つまり、今までは、「過去数年間、FRBの金融政策は、たいへん素晴らしいものだった」と述べながら、「重要な点は、雇用の確保とインフレ率の安定である」というようなコメントをされていたわけです。別の言葉では、「仮面を被って、決して、ホンネを述べない」、あるいは、「実体経済だけを述べて、マネー経済には、ほとんど触れない」というような状況でしたが、今回は、この点に、大きな変化が出るとともに、「過去数年間の実情」を詳しく説明し始めたわけです。

しかも、「2007年後半から、現在の金融政策が始まった」とも述べられていますので、このことは、私の想定どおりに、「この時に、デリバティブの大膨張が止まり、その後、本格的な金融混乱が始まった」という状況でもあったようです。そして、「これから、どのようなことが起こるのか?」につきましても、ある程度、言及されていますが、前述のとおりに、「半分程度しか、ホンネを語ることができなかったのではないか?」とも感じていますので、この点につきましても、詳しく説明させていただきたいと思います。

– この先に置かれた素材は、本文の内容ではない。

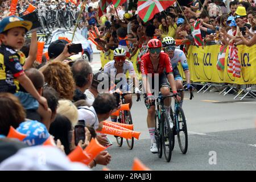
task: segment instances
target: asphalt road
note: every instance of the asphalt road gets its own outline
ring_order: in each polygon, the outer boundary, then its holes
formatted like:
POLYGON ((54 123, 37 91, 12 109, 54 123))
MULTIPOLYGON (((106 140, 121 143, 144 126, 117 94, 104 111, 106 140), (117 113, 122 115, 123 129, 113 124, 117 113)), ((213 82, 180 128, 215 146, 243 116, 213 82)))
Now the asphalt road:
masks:
MULTIPOLYGON (((94 72, 98 69, 98 56, 92 64, 94 72)), ((134 97, 131 112, 134 130, 141 132, 139 140, 135 139, 130 150, 125 142, 119 147, 110 136, 113 145, 108 151, 112 160, 107 167, 131 170, 137 157, 152 170, 256 170, 256 101, 247 97, 242 102, 234 100, 233 94, 194 93, 192 101, 186 93, 183 104, 189 133, 185 155, 181 154, 177 140, 170 163, 164 156, 159 159, 150 152, 146 107, 143 101, 136 102, 134 97)), ((94 169, 102 167, 97 166, 94 169)))

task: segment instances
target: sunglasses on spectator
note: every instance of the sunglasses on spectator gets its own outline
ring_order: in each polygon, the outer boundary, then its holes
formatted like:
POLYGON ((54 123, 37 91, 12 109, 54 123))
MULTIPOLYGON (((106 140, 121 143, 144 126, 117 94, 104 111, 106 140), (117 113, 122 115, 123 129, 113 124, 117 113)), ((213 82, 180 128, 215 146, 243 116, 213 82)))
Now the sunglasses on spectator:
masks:
POLYGON ((119 62, 123 62, 125 61, 126 57, 125 56, 115 57, 115 60, 119 62))
POLYGON ((164 48, 164 51, 166 52, 171 52, 171 51, 174 51, 175 50, 175 46, 170 46, 170 47, 166 47, 164 48))
POLYGON ((150 51, 151 53, 155 53, 155 52, 156 52, 156 53, 159 53, 160 52, 161 52, 161 49, 160 48, 153 48, 150 49, 150 51))

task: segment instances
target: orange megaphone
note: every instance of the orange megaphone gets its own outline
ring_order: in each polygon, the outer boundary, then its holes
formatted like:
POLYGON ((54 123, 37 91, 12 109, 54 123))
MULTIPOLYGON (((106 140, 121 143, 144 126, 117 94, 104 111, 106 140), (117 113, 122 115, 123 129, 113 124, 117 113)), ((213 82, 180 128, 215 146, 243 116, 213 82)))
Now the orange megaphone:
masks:
POLYGON ((6 138, 16 138, 20 140, 20 141, 23 141, 23 140, 27 137, 27 135, 23 134, 22 133, 20 133, 15 129, 13 126, 10 127, 10 130, 9 133, 8 133, 8 135, 7 135, 6 138))
POLYGON ((38 52, 36 54, 36 61, 42 63, 42 57, 43 56, 43 51, 44 47, 44 42, 38 41, 38 52))
POLYGON ((43 146, 56 146, 55 142, 54 142, 52 136, 49 136, 47 139, 43 143, 43 146))
POLYGON ((92 138, 92 140, 89 143, 88 146, 85 148, 84 151, 90 158, 90 160, 89 161, 88 164, 92 160, 93 160, 100 152, 104 151, 106 148, 102 146, 98 143, 97 139, 92 138))
POLYGON ((150 168, 146 167, 138 158, 135 158, 133 161, 132 171, 151 171, 150 168))
POLYGON ((77 146, 68 157, 72 162, 78 162, 86 165, 91 161, 90 156, 82 151, 80 146, 77 146))
POLYGON ((11 0, 11 6, 10 7, 10 14, 9 16, 14 15, 16 13, 16 9, 17 7, 18 0, 11 0))
POLYGON ((33 12, 36 9, 36 7, 34 6, 31 3, 29 3, 28 7, 27 9, 27 10, 26 10, 26 11, 23 13, 23 15, 27 15, 28 14, 30 14, 30 13, 33 12))
POLYGON ((133 130, 133 125, 127 125, 127 124, 124 124, 124 123, 117 123, 115 122, 112 122, 112 121, 104 121, 103 122, 103 123, 104 124, 105 122, 108 122, 111 124, 120 126, 122 127, 124 127, 127 129, 129 129, 130 130, 133 130))
POLYGON ((129 105, 130 104, 122 104, 118 110, 130 110, 129 105))
POLYGON ((44 56, 46 56, 46 59, 48 60, 49 60, 49 55, 48 54, 48 52, 46 52, 44 53, 43 53, 44 56))
POLYGON ((134 131, 133 131, 133 130, 131 130, 124 128, 124 127, 121 127, 121 126, 118 126, 118 125, 114 125, 114 124, 108 123, 108 122, 105 122, 105 123, 103 122, 103 125, 105 125, 105 126, 112 127, 113 127, 114 129, 118 129, 118 130, 131 131, 131 136, 133 137, 136 138, 137 140, 139 139, 139 135, 141 135, 141 132, 134 131))
POLYGON ((111 114, 111 115, 114 115, 114 116, 119 116, 119 110, 117 110, 115 112, 113 113, 112 114, 111 114))
POLYGON ((105 134, 118 136, 126 139, 131 139, 133 137, 131 131, 118 130, 104 125, 103 126, 101 131, 98 131, 105 134))
POLYGON ((64 40, 67 42, 68 42, 69 43, 70 43, 71 42, 71 41, 68 39, 67 38, 65 38, 64 36, 59 36, 58 38, 59 40, 64 40))

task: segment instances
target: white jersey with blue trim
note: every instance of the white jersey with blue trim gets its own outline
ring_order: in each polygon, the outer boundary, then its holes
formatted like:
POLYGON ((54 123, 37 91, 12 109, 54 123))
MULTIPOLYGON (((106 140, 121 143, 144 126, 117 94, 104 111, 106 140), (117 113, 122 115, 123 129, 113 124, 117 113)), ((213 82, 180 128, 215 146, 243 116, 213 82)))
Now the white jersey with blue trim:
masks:
MULTIPOLYGON (((127 60, 125 60, 123 66, 122 73, 126 74, 127 71, 129 72, 129 75, 135 74, 135 70, 133 63, 127 60)), ((117 75, 117 69, 115 67, 114 60, 109 61, 104 66, 104 72, 107 73, 109 76, 110 76, 112 72, 114 72, 115 76, 117 75)))
POLYGON ((185 71, 188 69, 188 65, 186 56, 183 51, 179 49, 175 49, 174 51, 174 57, 172 57, 172 59, 170 59, 170 60, 172 68, 174 69, 177 67, 177 65, 179 63, 181 64, 183 71, 185 71))

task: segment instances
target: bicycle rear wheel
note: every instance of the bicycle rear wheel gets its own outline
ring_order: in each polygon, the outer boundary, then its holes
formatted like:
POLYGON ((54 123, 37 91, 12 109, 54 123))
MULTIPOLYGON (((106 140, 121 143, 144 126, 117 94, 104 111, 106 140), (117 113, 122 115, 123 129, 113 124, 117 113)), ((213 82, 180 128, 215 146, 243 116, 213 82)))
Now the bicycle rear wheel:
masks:
MULTIPOLYGON (((133 119, 131 118, 131 112, 129 110, 125 110, 124 114, 125 124, 133 125, 133 119)), ((127 144, 128 145, 128 148, 130 150, 132 150, 134 144, 134 138, 133 137, 131 139, 126 139, 126 142, 127 144)))
POLYGON ((156 140, 156 146, 158 147, 158 156, 159 158, 162 158, 163 155, 163 146, 162 144, 162 135, 161 131, 161 123, 160 123, 159 118, 158 117, 158 112, 156 111, 155 115, 155 138, 156 140))
MULTIPOLYGON (((119 118, 117 119, 117 122, 121 123, 122 120, 123 119, 123 111, 121 111, 119 112, 119 118)), ((117 144, 119 147, 122 147, 123 145, 123 138, 121 136, 115 136, 115 139, 117 140, 117 144)))
POLYGON ((162 114, 162 139, 163 148, 166 157, 166 161, 169 162, 172 157, 172 130, 170 126, 170 121, 166 115, 166 114, 162 114))
POLYGON ((177 127, 179 129, 179 130, 177 131, 179 145, 182 154, 185 154, 188 150, 188 130, 185 115, 184 114, 183 110, 180 106, 177 108, 175 114, 179 125, 177 127))

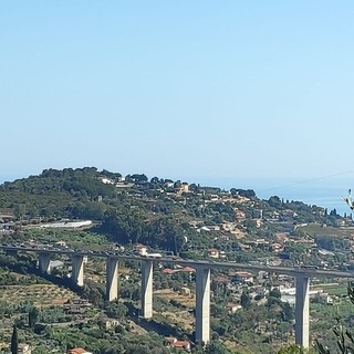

それでは、最初に、「グリーンスパン氏のコメント」を紹介させていただきますが、内容につきましては、「90歳という高齢」のためか、「特に目新しいものはなかった」というのが、実際の感想でもありました。ただし、「金利が、近く上昇を始めるだろう」という点につきましては、「さすがに、現在でも、聡明な頭脳を維持されているのではないか?」とも感じさせられましたが、問題は、「1970年代」に使われ始めた「スタグフレーション」という言葉であり、このことは、「グリースパン氏が、いまだに、過去の亡霊に悩まされている可能性」を表しているようにも思われた次第です。

『グリーンスパン元米連邦準備制度理事会(FRB)議長は金利が近く、恐らく急速に上昇し始めるだろうと予想した。グリーンスパン氏はブルームバーグ・ラジオとのインタビューで、「こうした金利水準をずっと長く維持できるとは考えられない」と述べた。「金利は上昇し始めるはずで、そうなった場合は、その速さでわれわれを驚かす可能性がある」と付け加えた。グリーンスパン氏は米経済が低い経済成長と高いインフレ率を伴うスタグフレーションの局面に向かっているとする懸念をあらためて表明。単位労働コストが上がり始め、マネーサプライの伸びが加速し始める中、「その非常に初期の段階に至ったことが明確になりつつある」と指摘した。同氏はまた、ユーロ圏が現在の形で存続する可能性について悲観的な見方を示し、「崩壊するだろう、まさにさまざまな分野でその兆候が表れつつある」と続けた。』(出典:ブルムバーグ)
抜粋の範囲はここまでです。